Marc Chandler, Global Head of Currency Strategy at Brown Brothers Harriman, explains that as widely expected, the ECB left its key rates and asset purchase plan intact and it reiterated its forward guidance that rates will remain at present levels or lower.
“Draghi was more confident about the economy, suggesting that the downside risks had further diminished. They are more closely to balanced, which sets up the potential for additional adjustment at the next meeting. Some members apparently saw the risks balanced. In the past, the ECB characterized growth as uneven and fragile. Now he says it is solid and broad. However, Draghi was still disappointed by the lack of structural reform. The main downside risks emanate from the global situation, which is a new condition.”

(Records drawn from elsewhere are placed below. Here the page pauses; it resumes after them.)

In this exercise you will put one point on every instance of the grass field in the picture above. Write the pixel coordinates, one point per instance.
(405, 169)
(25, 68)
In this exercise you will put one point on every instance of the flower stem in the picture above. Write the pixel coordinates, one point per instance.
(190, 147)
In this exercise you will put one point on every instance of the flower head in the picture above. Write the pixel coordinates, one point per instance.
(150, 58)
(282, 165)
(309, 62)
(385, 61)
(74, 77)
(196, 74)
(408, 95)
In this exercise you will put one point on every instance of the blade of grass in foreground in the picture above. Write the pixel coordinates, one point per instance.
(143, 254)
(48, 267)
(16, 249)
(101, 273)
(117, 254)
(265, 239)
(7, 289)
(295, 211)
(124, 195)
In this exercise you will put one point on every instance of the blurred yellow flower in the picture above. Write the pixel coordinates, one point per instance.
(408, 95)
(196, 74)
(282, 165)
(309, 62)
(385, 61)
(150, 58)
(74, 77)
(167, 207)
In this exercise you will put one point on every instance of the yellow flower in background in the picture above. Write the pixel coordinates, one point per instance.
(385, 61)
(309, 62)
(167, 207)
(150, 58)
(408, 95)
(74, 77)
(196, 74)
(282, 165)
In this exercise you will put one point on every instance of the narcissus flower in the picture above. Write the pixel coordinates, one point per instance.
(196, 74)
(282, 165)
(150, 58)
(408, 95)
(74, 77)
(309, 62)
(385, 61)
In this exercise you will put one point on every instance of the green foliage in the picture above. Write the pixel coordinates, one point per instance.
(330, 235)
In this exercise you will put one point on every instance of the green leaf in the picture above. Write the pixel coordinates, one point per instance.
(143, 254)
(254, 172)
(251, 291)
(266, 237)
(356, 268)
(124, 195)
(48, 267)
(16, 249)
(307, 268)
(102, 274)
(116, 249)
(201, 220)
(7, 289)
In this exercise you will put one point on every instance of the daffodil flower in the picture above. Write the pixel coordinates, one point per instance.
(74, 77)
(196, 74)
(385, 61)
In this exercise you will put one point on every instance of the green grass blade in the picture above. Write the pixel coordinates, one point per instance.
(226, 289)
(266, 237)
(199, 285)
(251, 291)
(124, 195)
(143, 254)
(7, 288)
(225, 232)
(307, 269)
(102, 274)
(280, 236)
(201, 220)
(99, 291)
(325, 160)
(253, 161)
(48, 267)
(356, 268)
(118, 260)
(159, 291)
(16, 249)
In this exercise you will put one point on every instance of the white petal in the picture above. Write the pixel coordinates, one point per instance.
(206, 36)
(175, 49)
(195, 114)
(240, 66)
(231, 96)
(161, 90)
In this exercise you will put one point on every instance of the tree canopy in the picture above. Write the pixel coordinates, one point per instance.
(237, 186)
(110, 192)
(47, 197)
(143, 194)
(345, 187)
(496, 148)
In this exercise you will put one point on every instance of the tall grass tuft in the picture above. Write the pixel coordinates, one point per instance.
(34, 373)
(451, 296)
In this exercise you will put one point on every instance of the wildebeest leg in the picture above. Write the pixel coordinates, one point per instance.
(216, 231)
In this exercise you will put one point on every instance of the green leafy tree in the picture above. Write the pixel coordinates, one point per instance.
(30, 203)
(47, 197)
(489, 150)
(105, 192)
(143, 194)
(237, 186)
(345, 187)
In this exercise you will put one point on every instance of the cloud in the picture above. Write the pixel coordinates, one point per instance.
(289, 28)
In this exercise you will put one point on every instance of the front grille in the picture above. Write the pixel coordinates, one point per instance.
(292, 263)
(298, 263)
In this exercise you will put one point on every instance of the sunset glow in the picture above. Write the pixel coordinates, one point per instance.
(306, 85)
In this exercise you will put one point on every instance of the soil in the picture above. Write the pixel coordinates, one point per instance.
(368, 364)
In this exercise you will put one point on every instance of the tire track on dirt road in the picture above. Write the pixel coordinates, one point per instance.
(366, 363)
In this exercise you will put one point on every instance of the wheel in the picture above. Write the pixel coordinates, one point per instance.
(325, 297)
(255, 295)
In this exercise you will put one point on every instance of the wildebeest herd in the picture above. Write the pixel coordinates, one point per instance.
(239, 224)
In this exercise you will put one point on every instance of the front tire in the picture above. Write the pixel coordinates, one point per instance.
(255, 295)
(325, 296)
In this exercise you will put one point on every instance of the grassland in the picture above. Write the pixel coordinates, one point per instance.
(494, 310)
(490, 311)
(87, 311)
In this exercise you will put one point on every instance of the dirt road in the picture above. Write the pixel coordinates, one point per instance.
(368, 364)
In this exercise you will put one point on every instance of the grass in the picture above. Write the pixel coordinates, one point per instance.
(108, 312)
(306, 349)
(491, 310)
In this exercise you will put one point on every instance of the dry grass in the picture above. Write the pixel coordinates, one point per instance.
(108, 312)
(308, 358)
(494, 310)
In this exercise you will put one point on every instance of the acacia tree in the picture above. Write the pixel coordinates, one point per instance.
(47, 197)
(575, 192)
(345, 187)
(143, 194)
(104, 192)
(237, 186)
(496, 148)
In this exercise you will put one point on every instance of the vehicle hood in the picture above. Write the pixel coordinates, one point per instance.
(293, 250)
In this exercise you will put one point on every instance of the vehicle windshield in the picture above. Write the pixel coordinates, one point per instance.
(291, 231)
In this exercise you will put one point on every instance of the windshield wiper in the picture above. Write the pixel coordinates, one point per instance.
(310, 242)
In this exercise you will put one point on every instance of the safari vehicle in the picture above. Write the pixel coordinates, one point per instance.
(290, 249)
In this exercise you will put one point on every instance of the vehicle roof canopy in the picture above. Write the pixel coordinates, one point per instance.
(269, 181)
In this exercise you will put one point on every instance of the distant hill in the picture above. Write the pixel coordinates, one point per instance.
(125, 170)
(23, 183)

“On prices, Draghi was less sanguine. The ECB, he says, needs to look through short-run developments and recognize that there is still no convincing sign of a sustained upward trend in prices. Headline inflation may hover near current levels through the end of the year, Draghi said. Draghi suggested there was more agreement about inflation than growth risks. He identified wage growth and tentative signs of pipeline price pressures from low levels, but the outlook, especially wages, is uncertain.”
“A Bloomberg survey found a majority expect a shift in rate guidance in at the June 8 meeting and changes in the asset purchases to be announced at the September 7 meeting. Tapering is expected in Q1 18 and the first deposit hike, from the minus 40 bp in Q3 18.”
“Draghi declined to comment about the sequencing of rates and asset purchases. Asset purchases will continue until at least the end of the year. The forward guidance applies to the full easing package and not just the asset purchases.”
“The euro initially traded higher but held below yesterday’s highs. However, the upticks were reversed, and the euro returned to session lows near $1.0880. Despite the minor range extension to the upside, an inside day is being recorded. A break of $1.0850-$1.0950 is needed to be of any technical significance.”